在随着晋王室仓皇南下的高门大族眼中,以余氏为代表的南方士族,从雕题黑齿,修炼异术的那一刻开始,便已经丧失了中原道统。

南貉。

即代表着野蛮与落后,更遑论种种得人肉以祀,以其骨为醢些的恶行。

是故,升国的地方制度不与晋室保持完全一致。

也不是什么稀奇事情。

窦弼此时要去找的单翁,名为吉,在升国体制中为尾丘乡宰,在晋王室颁布的品级制度中,可列入八品。

“右曹不在县上凝香馆中快活,何以在日暮时分,服着恣意洒脱的青冥散,如此行色匆匆的驾临寒舍?”

单吉年近花甲。

却仍然老当益壮的不时前往县城欢场与人相博,与窦弼是臭味相投的旧相识。

他是北方士族眼中较为典型的南貉。

虽然在会客时将宽袖长袍穿得似模似样,却在说话时露出一口黢黑的牙齿,左脸上更是连片刺着的青色面纹。

“多日不见单翁,今日带着两位好友路过尾丘,怎能不上门来讨几杯‘流香’畅饮。”

窦弼在绵绵细雨中敞开大半衣襟,再迈着六亲不认的螃蟹步伐,不与单吉寒暄几声便领着殷、连二人,步入单氏宛如坞堡一般的乡下庄园。

单吉令奴仆递来几把细篾蒙纱伞。

窦弼挥袖拒绝,斜乜着门口泥泞地面上留下的马蹄印。

“都淋成这般模样了,现在还遮个鸟,饮酒的时候稍费些法力便会干了去,倒是你这乡中出了何事,需要派出如此多的乡骑?”

他在快步行走中不住亢奋的挥着宽袖,一只直立着撒欢的公猩猩也似。

单吉与窦弼相识日久,焉能不知他的行事作风,浑不在意的说道:“小儿辈疏忽大意,让尾丘狱中的一众罪犯,暂时在乡中走脱了。”

待到了廊下。

单吉令宅中下人速去备好佳肴美酒取来,此时方能停下紧追着窦弼的步履,在廊灯的照耀下与连、殷两人见礼问候。

听着从连霓裳口中道出览缳连氏的名号,单吉大为意外的执礼道:“原来是连君当面。”

轮到衣衫染血的殷水流时,亦步亦趋随着单吉迎客的心腹乌宽,从旁凑近过来低声附耳几句。

走入室中的窦弼蓦地回首喝道:“乌仆可是认识我这位兄弟?”

乌宽老态龙钟,虽是单氏仆下,却是尾丘乡无人不知的假乡宰。

晋天子以“长逝次补”的执政诸卿轮流代为治理全国政务,执政卿再以内阁代为治之,由此往下到了地方的各级行政机构,皆有精通律法政务的家宰站立堂前。

便连单吉这种小小乡宰,也上行下效的放权给这个从小便服侍他的家生奴。

他们这些帝国权贵修行不易,岂可为寻常繁杂的庶务缠身。

单吉不动声色的敛去眼中的惊诧,不等他笑容满面的为乌宽将问题岔开,窦弼又已挥袖往前走去。

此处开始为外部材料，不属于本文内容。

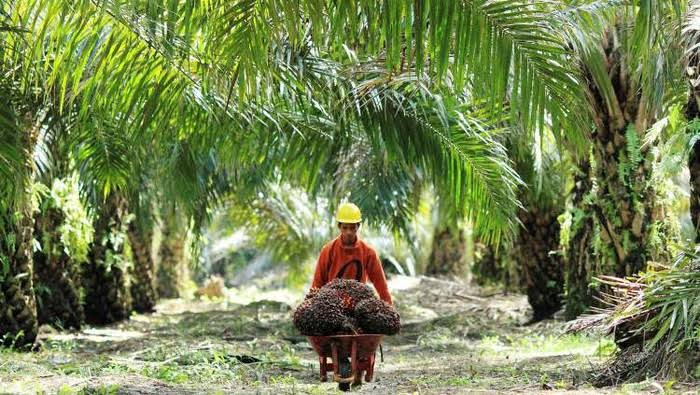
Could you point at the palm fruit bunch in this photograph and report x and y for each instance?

“我这兄弟叫殷水流,休要将他当作是你们尾丘狱中逃出来的死囚。单翁,烦请你差人即刻去乡寺,为我拿一份死囚卷宗过来。”

单吉诧异问道:“敢问右曹,要哪名死囚的?”

窦弼跽坐在蒲团上催促着酒来,大咧咧的指着殷水流说道:“与我这兄弟的名字一般无二,单翁差的人,万万不要拿错其他死囚的卷宗了。”

乌宽惊诧抬头。

单吉从旁淡淡说道:“还不快去差人。”

乌宽回道:“唯。”

不等他走开,窦弼又问道:“乌仆,那与我兄弟名字一样的死囚,犯的是什么死罪?”

乌宽躬身回道:“犯人殷水流在尾丘卜里,杀害其妻何氏,其妻祖父何叟,以及左邻右舍,二十三人。”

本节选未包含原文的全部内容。